Angiotensin II and SARS-CoV-2 ‘spike’ protein bind to independent sites on angiotensin converting enzyme 2.
We used the Biacore Surface Plasmon Resonance (SPR) technique to show that the peptide angiotensin II (AT2, that is normally truncated by the ACE2 receptor) and COVID-19 / SARS-CoV-2 spike protein bind to different sites on the enzyme. When pre-mixed, both AT2 and spike protein are still able to bind to ACE2 without blocking each other. Furthermore, if spike is bound to ACE2 first, and AT2 is then added while spike it still bound, spike does not hinder AT2 binding. This indicates that AT2 and spike protein are likely to bind to non-competiting sites on ACE2. Consequently, small, drug-like molecules binding to the AT2 site on ACE2 are unlikely to be effective as antiviral agents to prevent ‘spike’ binding.

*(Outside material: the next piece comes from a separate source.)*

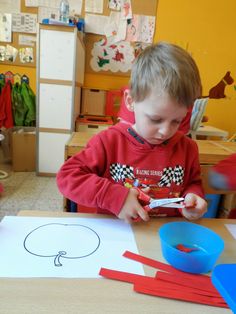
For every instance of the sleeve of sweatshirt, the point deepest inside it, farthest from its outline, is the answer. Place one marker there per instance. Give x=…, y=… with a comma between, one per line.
x=81, y=180
x=194, y=184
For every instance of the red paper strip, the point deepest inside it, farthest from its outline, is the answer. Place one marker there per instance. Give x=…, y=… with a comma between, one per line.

Figure 1. Both angiotensin II (AT2) (3 µM; yellow line) and spike protein (10 nM; blue line) individually bind to immobilised ACE2. However, pre-mixing and co-injecting spike protein and AT2 gives a response (solid green line) that is equivalent to the sum of both individual responses (dotted green line). This demonstrates that spike and AT2 bind independently.
Figure 2. Even when spike protein is bound to ACE2 first, and remains bound when AT2 is added subsequently, AT2 binding is not blocked by bound spike protein. This shows that the independent spike and AT2 binding sites do not overlap.